I see where everyone is coming from.
I have no formal background in audio, and I only started measuring speakers a year ago because I wanted to be a more informed reviewer. I have the luxury of being able to readily test many different speakers at my job, so that meant I was able to learn through a lot of trial and error and referencing to existing measurements before I was confident enough to publish my results. Even then, there were still some things I got wrong, and I will probably get other things wrong in the future.
Of course, I'm just a guy with a plastic turntable and a microphone. I use a setup with a total cost of about $200, not a $70,000 automated state-of-the-art machine. I'm not expecting the same kind of accuracy no matter how hard I try. I see why people expect perfection from the klippel. We just don't know yet if we're getting that until we can compare to speakers extensive anechoic published results. The 305P was close to that, but even for that all we had was a smoothed, low res measurement of its predecessor.
I think
@DDF makes a good point that if a speaker seems to measure and perform well below what is expected - as I think is the case with the kali below 500Hz or so - it's fair to reach out to the manufacturer and figure out what's going on before critiquing their design methodology. I don't think that jsut because Kali doesn't have the resources Harman once had doesn't mean they don't know how to design a good speaker. Otherwise we wouldn't have good speakers from any small manufacturer.
Ultimately, speaker designers spend much more time testing, measuring, and critiquing their own speakers than we do as reviewers and readers. I don't know whether that should necessarily stop you from publishing measured data when a speaker measures poorly right away, but it's probably fair to reach out after publishing and not come to an absolute conclusion about the process if the data is well off what's expected. I.e. In my job as a reporter, if something seems amiss with a product we've published an article about, we'll say something like "we're reaching out for more information/clarification and will update this post if we hear back." If they don't get back to us, that's their fault.
A speaker I measured a while ago seemed to have poor measured treble performance and sounded a little muddy. Upon further inspection, it seemed the tweeter had been damaged at some point in shipping - ever so slightly enough to not be noticeable if you're not paying attention. Luckily, I had the other speaker in the pair to compare it to, and the damage was evident in the measurements. I got a replacement from the manufacturer, and it both sounded and measured noticeably better. If I hadn't checked, the speaker would've gotten a bad review.
On the other hand, I'll say it again: The onus in on the manufacturer to provide their measured data and dispell errors in consumer measurements. Whether that's Kali, JBL, or whomever. They have the data, but they don't want to share or can't share for bureaucratic reasons. I don't know any major speaker manufacturer that doesn't measure its speakers, even if they're tuning by ear.
This doesn't just go for bad speakers, it happens with good speakers too. It's something we need to change about audio marketing and culture. Look at my spin of the devialet phantom reactor for instance.

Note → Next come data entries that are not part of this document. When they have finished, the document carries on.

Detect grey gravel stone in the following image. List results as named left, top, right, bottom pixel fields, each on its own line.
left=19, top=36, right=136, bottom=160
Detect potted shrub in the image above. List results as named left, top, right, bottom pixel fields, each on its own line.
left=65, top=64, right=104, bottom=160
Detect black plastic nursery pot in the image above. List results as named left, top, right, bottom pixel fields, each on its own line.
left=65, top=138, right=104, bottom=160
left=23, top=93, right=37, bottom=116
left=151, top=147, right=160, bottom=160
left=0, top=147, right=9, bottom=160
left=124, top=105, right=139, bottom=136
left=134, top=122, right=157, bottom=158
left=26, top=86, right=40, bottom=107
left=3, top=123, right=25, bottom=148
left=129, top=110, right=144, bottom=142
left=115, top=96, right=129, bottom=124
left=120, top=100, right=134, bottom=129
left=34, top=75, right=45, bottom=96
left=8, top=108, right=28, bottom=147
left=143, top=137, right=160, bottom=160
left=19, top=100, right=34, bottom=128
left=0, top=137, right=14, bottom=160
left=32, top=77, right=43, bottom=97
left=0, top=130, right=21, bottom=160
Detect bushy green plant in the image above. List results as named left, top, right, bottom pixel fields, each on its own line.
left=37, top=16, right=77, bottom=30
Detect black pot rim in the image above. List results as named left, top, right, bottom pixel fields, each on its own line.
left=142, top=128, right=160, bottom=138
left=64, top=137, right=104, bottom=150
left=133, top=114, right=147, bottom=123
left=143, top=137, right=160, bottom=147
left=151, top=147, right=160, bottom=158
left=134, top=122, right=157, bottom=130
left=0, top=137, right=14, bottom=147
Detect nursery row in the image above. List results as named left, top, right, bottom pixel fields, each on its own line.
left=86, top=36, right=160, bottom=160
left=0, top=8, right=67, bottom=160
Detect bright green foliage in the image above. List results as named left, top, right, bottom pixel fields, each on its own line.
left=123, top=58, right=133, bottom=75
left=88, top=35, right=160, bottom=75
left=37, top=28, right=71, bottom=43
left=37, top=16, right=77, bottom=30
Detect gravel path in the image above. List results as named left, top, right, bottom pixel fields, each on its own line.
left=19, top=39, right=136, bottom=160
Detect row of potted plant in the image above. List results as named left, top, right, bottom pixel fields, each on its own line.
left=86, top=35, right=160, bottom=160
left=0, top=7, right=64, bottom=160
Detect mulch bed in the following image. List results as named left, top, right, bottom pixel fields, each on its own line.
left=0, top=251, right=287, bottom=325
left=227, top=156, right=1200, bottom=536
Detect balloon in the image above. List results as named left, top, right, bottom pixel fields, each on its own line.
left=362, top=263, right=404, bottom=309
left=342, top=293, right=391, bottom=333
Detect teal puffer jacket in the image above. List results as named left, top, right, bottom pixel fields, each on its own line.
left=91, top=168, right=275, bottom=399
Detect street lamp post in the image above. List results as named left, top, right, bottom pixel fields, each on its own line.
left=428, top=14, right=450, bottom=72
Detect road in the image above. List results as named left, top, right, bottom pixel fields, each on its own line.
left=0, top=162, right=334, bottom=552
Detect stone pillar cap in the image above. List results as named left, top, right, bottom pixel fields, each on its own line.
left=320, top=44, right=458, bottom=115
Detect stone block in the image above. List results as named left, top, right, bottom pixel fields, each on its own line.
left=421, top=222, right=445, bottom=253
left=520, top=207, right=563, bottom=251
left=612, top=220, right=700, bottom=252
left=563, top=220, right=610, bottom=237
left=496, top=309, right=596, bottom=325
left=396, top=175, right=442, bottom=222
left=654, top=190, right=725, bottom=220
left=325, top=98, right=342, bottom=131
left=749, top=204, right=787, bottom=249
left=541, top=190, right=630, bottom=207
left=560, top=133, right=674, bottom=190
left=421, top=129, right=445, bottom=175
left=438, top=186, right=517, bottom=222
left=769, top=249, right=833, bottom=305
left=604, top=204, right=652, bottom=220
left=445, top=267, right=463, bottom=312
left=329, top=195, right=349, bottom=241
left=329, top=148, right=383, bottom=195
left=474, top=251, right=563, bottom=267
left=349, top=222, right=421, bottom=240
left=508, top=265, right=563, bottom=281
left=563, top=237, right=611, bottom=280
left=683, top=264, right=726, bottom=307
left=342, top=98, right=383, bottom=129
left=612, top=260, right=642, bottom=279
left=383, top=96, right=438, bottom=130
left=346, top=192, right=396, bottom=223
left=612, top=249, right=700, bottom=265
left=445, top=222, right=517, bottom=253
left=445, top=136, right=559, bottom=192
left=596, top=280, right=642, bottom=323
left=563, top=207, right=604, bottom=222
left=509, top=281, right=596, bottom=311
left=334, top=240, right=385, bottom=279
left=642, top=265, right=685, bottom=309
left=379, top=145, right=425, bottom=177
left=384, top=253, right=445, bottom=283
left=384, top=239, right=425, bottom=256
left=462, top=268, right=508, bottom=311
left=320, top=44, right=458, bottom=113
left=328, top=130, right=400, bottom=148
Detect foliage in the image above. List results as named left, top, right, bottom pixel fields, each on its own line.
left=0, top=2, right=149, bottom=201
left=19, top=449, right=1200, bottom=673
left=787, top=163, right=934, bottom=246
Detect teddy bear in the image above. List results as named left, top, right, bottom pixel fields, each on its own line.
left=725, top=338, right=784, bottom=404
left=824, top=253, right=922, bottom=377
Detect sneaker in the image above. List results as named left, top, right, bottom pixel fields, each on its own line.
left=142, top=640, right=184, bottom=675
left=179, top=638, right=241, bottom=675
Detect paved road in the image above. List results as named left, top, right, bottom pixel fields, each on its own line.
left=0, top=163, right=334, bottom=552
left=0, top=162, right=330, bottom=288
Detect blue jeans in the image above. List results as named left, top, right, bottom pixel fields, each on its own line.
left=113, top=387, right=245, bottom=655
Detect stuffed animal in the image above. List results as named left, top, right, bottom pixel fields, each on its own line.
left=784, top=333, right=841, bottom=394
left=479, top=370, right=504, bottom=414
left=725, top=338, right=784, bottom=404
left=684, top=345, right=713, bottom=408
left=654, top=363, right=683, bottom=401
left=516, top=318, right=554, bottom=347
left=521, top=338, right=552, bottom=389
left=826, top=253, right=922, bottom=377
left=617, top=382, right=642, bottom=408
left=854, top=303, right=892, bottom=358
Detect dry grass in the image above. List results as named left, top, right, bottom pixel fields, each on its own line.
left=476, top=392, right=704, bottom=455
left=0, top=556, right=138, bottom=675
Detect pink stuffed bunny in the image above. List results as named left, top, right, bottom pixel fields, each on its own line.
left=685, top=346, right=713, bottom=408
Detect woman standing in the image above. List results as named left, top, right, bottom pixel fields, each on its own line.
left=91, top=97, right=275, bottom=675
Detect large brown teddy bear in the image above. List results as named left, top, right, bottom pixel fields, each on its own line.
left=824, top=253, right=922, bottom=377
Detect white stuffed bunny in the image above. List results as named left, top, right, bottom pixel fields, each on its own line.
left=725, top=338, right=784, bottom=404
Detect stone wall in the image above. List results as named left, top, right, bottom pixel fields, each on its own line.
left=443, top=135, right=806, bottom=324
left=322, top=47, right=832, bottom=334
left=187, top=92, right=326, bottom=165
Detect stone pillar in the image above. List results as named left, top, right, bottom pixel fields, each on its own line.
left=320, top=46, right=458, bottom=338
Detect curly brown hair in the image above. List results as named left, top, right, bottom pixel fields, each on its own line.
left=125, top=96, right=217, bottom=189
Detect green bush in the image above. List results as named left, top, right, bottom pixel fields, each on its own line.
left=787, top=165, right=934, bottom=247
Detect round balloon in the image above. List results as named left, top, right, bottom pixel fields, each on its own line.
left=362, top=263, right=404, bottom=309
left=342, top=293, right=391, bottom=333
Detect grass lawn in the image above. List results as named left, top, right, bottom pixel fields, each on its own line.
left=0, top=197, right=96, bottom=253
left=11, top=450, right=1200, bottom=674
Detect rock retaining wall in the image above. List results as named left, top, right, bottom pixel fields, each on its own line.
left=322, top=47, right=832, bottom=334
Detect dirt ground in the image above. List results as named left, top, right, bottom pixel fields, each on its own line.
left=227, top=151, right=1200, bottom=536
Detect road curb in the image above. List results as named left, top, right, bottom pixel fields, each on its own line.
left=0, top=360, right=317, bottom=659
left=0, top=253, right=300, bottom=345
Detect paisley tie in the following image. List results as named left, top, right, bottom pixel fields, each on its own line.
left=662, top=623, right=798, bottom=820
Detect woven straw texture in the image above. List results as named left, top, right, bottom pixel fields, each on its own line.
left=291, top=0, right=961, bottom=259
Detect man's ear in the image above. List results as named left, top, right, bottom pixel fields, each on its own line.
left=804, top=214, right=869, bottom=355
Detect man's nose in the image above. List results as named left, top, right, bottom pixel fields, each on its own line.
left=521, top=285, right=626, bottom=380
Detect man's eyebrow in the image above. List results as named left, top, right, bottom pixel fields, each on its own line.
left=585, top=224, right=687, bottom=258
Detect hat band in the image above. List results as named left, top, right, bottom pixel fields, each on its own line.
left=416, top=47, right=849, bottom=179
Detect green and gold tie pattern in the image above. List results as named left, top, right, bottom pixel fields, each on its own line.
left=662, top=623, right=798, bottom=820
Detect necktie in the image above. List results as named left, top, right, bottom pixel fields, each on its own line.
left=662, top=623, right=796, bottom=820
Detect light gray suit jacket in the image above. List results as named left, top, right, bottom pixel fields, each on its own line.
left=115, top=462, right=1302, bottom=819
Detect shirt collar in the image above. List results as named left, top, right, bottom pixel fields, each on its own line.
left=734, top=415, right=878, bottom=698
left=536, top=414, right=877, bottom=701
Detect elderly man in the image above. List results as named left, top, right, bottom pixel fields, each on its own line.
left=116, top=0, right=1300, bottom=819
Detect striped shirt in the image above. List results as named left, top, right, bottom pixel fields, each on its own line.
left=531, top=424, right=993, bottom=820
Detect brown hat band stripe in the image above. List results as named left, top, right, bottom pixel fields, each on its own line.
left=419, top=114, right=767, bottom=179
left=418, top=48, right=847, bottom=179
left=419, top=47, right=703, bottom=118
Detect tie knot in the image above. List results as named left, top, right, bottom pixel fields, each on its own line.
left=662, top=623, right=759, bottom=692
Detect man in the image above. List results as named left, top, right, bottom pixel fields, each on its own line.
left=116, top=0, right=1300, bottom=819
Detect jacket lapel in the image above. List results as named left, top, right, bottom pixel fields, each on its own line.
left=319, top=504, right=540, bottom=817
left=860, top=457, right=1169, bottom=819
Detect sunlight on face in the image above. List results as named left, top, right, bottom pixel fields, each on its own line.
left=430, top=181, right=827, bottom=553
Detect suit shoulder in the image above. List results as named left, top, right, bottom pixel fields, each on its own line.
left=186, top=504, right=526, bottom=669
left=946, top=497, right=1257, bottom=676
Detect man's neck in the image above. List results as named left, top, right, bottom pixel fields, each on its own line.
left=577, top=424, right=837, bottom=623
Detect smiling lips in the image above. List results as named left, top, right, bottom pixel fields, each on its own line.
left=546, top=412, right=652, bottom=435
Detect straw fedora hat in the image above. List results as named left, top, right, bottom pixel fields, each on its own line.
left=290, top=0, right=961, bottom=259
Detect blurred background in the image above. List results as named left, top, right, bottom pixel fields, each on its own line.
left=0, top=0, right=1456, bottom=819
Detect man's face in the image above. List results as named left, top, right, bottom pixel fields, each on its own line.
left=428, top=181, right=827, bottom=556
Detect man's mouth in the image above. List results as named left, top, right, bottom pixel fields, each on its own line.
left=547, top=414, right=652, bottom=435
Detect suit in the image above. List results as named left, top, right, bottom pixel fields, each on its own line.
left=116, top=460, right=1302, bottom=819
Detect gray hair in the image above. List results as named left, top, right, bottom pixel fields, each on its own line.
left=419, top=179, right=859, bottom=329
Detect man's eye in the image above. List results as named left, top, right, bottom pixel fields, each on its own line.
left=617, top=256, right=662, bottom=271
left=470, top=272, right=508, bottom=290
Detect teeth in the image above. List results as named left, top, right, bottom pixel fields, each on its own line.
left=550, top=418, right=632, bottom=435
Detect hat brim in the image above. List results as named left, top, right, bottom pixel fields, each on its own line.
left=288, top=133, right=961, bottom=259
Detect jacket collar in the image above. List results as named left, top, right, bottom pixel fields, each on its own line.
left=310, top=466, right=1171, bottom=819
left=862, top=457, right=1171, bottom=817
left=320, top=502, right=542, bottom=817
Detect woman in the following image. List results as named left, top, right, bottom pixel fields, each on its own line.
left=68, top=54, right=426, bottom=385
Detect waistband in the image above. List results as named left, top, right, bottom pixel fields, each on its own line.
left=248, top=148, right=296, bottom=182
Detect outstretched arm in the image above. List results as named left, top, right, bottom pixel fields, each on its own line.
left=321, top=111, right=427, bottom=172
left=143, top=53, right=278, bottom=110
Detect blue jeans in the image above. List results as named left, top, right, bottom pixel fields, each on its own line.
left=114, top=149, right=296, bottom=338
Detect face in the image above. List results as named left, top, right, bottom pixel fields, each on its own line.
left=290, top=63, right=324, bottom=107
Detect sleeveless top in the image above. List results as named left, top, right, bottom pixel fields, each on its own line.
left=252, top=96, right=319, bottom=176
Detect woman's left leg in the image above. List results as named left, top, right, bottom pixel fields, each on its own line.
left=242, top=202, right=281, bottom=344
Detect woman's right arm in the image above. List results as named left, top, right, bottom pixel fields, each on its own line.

I was pretty shocked. This is a tiny speaker with a pair of 4-inch woofers aimed at the luxury market. But other than an
excess in bass (which it maintains to pretty high SPL levels), it measures better than many studio monitors, let alone hi-fi speakers. It would probably look even better in a proper measurement rig.
Devialet has
no reason to hide this data. They could've built up so much more clout with audiophiles if they shared it. Instead, they're often just perceived as another luxury audio brand that doesn't care that much about sound quality (software issues aside). You can say the same about Sonos, whose few measurements I've seen have been pretty solid.
And yet, hide it, they do. Probably because that's what marketing told them to.
The good thing is Amir's work is helping to change culture around measurements and data provided. There are some growing pains, but I believe it will have the same effect with speakers.
Going forward, I think the solution is simple. No need to continue doubting the uber-expensive measurement rig with years of research behind it. Let's test more speakers with available data. Someone send this man a KH80 or Revel. Then we'll know if it's a speaker issue or a configuration issue. In the meantime, it looks like he'll be getting a replacement for the IN-8, and we'll eventually be getting data from Kali we can compare to. That's ultimately a win for us too.